Campaigners have given a warm welcome to news that local politicians in Plymouth are to oppose plans for a nuclear waste factory in the centre of their city.
Plymouth Council leader, Vivienne Pengelly, promised yesterday (21 October) to challenge the nuclear dump at Plymouth's Devonport Dockyard. Her statement comes ahead of a major protest planned for Saturday 31 October.
"At last the local politicians are waking-up,” said Kate Hudson, chair of the Campaign for Nuclear Disarmament (CND), “But this is not enough. The people of Plymouth need assurances that there will be no nuclear waste facility."
Local CND campaigners and environmentalists have campaigned for years against the dangers of the nuclear dockyard in a city of 250,000 people.

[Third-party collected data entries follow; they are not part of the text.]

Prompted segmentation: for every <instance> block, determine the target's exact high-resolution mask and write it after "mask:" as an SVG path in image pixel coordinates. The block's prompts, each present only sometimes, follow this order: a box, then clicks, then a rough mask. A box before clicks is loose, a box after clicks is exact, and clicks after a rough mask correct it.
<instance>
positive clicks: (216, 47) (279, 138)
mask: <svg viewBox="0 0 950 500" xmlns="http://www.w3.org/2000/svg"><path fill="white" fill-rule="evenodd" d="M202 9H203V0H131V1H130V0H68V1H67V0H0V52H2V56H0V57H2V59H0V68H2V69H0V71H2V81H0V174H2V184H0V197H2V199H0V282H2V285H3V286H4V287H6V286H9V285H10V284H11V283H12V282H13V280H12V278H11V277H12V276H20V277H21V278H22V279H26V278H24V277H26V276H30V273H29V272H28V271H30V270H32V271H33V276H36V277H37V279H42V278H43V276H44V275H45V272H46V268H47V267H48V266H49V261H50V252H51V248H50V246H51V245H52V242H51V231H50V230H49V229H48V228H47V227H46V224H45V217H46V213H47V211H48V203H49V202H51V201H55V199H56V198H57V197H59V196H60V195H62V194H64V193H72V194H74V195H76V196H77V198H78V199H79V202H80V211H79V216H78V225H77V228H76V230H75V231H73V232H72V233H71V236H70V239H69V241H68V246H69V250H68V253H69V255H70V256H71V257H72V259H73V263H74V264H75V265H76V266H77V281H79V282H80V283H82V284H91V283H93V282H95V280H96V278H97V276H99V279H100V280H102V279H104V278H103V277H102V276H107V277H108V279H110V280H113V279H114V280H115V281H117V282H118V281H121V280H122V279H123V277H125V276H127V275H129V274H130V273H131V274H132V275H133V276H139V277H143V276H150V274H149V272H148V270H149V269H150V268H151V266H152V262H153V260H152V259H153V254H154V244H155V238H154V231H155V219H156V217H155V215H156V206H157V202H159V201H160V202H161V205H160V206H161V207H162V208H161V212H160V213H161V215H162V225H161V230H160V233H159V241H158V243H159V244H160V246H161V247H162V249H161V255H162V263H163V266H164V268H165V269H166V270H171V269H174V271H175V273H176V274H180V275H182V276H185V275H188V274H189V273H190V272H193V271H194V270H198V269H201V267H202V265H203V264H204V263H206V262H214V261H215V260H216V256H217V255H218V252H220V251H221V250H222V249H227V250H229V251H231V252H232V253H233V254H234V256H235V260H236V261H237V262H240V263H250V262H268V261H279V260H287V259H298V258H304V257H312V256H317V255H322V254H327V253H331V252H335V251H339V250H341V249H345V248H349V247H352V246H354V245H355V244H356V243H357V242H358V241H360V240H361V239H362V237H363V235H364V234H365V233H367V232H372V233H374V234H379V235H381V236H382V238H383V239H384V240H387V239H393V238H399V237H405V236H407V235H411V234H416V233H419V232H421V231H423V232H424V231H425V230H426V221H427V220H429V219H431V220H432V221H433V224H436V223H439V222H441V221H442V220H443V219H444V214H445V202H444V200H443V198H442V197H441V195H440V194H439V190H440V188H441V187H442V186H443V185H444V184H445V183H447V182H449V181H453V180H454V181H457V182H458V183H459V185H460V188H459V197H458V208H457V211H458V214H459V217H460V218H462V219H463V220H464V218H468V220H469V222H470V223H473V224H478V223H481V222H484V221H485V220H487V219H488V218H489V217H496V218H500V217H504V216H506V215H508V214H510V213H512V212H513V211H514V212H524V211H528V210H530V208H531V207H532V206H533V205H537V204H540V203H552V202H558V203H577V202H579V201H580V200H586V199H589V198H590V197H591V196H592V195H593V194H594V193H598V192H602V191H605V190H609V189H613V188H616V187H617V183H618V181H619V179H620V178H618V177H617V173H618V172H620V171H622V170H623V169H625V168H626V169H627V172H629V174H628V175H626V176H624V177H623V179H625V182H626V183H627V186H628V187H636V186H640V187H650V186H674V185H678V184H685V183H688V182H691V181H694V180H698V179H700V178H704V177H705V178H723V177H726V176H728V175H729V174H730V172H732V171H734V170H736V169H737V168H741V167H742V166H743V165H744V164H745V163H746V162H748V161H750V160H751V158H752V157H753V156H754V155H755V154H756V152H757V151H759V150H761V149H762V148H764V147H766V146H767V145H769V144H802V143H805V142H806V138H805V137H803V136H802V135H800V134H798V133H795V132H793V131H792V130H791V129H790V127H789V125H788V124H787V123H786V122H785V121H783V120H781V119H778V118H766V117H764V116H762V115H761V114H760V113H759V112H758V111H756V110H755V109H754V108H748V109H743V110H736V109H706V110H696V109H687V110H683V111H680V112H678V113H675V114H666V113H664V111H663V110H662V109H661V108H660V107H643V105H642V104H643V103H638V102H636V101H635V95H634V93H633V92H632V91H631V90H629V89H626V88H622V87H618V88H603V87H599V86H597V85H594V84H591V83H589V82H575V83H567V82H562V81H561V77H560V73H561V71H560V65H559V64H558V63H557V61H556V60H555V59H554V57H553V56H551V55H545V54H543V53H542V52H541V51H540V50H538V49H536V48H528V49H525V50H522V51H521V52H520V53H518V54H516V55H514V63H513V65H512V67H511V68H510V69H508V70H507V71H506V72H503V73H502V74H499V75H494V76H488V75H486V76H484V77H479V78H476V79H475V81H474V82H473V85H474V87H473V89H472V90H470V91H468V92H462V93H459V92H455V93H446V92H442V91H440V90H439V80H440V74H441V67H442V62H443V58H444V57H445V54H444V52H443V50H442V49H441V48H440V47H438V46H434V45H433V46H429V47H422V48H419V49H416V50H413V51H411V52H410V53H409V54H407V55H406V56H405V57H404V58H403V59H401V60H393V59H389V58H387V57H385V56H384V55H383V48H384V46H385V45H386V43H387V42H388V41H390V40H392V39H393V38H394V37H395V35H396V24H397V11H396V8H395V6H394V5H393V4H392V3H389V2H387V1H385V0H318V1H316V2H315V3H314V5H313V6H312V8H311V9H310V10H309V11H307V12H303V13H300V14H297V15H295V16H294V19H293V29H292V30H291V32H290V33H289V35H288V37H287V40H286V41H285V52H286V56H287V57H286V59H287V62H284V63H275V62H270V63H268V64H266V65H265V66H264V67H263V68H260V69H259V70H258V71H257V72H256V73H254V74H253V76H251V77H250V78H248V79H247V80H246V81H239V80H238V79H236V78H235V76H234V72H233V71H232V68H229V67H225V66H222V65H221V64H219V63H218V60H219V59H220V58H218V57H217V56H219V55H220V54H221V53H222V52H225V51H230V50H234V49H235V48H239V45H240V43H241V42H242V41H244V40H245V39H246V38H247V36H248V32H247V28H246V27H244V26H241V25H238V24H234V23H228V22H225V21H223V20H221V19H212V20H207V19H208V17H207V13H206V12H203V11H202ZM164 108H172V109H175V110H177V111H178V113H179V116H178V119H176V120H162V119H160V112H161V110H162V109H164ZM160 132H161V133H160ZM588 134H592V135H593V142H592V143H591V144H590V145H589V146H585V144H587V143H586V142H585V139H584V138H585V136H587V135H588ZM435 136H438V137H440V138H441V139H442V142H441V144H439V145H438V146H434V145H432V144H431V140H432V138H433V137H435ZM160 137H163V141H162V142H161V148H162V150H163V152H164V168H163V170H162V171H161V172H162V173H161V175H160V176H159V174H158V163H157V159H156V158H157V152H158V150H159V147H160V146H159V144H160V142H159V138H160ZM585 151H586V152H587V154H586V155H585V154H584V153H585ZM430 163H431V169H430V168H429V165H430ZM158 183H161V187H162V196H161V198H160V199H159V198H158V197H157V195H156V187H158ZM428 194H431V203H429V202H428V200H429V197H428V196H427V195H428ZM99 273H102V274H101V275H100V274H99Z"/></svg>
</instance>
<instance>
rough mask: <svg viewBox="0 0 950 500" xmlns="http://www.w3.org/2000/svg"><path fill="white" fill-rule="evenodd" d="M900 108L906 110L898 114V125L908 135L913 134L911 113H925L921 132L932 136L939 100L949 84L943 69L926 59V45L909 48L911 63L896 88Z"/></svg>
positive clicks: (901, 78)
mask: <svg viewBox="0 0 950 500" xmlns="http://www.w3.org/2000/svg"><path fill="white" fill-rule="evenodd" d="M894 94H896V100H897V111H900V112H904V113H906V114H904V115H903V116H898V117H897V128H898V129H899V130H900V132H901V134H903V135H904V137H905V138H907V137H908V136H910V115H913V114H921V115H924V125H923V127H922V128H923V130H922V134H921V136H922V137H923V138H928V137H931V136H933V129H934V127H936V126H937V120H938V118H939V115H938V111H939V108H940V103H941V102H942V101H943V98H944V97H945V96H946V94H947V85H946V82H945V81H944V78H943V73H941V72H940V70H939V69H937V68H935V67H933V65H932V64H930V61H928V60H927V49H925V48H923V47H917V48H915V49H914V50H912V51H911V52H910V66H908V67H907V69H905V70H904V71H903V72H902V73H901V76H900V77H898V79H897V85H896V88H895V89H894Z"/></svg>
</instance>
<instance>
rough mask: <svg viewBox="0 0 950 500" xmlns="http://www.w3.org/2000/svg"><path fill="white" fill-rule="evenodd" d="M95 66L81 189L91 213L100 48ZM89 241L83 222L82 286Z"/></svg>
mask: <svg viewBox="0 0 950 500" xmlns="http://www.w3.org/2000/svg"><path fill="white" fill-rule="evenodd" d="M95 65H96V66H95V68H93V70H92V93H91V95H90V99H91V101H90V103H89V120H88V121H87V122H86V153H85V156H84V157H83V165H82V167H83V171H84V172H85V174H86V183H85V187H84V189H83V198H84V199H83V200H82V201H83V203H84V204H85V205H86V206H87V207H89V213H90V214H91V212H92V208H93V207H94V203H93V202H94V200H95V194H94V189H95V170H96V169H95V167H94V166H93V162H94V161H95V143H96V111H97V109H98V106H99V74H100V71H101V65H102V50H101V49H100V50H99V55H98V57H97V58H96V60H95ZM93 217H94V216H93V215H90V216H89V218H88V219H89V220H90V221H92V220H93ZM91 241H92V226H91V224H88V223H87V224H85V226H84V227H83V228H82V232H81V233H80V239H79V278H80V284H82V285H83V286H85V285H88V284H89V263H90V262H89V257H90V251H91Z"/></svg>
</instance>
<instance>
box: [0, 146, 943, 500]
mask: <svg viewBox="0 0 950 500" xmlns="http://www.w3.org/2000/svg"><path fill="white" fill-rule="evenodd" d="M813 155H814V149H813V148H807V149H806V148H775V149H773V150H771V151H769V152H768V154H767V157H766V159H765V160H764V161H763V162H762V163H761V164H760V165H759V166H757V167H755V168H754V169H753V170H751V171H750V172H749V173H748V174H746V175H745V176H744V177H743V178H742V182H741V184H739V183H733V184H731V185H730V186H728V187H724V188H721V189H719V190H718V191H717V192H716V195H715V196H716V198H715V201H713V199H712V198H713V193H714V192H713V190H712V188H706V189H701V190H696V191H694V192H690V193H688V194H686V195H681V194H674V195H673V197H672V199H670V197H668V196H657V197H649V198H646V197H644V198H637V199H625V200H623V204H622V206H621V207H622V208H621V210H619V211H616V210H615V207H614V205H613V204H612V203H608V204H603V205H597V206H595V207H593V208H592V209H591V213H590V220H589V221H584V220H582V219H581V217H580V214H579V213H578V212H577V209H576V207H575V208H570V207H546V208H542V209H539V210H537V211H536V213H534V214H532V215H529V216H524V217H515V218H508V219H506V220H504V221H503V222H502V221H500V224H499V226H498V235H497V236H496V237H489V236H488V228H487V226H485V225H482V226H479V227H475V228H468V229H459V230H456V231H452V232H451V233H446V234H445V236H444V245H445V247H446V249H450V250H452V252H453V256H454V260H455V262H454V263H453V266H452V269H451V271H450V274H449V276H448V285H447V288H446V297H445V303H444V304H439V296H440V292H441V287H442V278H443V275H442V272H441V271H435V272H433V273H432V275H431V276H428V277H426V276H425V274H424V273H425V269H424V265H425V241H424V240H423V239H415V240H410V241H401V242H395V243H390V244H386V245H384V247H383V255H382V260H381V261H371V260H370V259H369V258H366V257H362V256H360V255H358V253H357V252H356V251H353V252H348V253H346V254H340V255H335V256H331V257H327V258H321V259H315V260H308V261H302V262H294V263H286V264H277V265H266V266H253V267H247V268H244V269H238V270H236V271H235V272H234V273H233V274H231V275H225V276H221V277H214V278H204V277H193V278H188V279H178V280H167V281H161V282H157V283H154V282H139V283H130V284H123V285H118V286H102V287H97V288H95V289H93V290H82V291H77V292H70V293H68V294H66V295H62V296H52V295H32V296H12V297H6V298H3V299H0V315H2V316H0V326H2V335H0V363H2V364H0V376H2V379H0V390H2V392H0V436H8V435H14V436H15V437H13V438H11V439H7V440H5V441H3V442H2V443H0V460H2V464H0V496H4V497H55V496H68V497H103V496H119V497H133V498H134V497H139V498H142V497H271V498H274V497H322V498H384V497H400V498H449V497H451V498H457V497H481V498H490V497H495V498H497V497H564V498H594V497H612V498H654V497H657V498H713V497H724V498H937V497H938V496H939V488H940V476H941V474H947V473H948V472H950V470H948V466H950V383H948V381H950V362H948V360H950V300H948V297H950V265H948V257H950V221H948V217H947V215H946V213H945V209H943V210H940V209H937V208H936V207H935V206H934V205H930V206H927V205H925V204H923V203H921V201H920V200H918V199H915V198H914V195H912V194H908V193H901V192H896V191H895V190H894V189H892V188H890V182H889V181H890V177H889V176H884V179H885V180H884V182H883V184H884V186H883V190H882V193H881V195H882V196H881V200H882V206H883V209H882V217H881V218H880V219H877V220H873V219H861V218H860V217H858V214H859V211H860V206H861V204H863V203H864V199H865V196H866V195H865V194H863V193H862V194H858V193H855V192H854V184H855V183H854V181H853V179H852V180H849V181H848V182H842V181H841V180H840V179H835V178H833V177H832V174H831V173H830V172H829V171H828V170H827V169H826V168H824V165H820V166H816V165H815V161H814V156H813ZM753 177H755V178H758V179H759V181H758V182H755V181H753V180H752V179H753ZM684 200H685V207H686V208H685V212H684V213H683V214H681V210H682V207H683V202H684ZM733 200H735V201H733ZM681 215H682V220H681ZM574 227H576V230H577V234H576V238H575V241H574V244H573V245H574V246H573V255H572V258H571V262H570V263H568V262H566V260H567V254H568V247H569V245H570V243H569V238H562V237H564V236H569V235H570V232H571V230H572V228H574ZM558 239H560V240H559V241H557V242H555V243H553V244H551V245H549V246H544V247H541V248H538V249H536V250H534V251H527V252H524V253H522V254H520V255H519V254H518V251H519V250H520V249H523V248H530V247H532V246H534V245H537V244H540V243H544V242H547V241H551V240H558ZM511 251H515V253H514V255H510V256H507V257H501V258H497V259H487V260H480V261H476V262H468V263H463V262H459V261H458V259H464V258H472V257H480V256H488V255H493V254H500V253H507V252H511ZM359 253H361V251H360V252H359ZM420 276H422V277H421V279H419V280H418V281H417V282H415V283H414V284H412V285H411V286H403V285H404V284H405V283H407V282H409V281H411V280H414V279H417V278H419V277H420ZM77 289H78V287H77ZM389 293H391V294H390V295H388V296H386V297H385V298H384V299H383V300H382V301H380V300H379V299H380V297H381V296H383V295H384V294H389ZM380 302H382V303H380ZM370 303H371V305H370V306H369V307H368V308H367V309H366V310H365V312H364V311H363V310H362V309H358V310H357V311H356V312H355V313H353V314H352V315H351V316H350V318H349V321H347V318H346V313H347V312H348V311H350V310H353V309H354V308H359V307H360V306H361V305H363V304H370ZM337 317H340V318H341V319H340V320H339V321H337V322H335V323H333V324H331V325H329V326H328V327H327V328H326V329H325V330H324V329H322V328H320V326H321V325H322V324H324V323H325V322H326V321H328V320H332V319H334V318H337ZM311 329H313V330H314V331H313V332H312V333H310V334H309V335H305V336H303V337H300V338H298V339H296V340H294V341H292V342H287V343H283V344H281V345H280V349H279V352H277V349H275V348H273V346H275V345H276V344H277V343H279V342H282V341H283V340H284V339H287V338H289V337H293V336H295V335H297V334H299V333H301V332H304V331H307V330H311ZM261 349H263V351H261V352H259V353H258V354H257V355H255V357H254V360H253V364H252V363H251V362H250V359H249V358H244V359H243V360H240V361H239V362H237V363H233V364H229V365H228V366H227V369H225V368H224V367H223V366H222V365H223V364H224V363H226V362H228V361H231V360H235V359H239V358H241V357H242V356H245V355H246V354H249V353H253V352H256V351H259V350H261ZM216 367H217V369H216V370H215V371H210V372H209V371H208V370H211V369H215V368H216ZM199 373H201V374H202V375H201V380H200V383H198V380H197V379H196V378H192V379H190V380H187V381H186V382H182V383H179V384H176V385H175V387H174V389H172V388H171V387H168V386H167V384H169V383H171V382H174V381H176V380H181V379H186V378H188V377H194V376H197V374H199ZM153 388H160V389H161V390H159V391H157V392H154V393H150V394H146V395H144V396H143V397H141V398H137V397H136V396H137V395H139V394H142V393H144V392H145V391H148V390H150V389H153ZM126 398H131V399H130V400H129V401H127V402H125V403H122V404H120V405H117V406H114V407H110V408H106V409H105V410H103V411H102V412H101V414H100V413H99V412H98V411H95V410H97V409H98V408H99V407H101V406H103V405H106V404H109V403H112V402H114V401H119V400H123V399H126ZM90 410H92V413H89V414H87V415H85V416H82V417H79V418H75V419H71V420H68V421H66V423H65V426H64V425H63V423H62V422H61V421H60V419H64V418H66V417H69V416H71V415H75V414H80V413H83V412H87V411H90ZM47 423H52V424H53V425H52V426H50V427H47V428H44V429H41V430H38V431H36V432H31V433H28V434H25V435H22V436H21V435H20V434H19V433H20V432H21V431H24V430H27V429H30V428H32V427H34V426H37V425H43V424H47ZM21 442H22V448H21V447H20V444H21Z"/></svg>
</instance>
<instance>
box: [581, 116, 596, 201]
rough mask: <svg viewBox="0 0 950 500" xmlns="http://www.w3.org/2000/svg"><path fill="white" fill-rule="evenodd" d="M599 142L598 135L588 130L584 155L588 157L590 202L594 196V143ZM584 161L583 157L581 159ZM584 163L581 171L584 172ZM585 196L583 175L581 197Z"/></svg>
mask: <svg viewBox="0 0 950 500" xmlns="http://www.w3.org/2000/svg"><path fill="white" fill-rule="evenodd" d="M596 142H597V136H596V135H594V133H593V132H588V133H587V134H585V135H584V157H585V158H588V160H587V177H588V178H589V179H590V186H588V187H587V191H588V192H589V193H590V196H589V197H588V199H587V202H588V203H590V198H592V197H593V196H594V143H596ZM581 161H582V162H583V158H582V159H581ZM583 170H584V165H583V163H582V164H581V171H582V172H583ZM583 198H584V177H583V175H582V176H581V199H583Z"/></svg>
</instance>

"With our nearest primary school just 400 metres from radioactive contamination, there is outrage locally at Plymouth becoming the national centre for storing nuclear waste from obsolete submarines” said Tony Staunton, secretary of Plymouth Trades Union Council.
“The private owners, Babcock Marine, hope to make billions in profits from contaminating our city for the next hundred years” he added.
The Ministry of Defence has called an emergency meeting for tomorrow (23 October), in an attempt to reassure local politicians and the Chamber of Commerce who are also concerned that the nuclear dump will prevent regeneration of Plymouth as a waterfront city.
Campaigners are concerned that the meetings are intended to give an appearance of consultation in place of a meaningful democratic process.
Hudson said that there had been “a culture of secrecy” over the issue and insisted that a nuclear factory should not be cited in Plymouth without a full public inquiry.
CND has urged the MoD to ensure full participation from local campaign groups, environmentalists and trades unions in any discussions about the nuclear waste plans.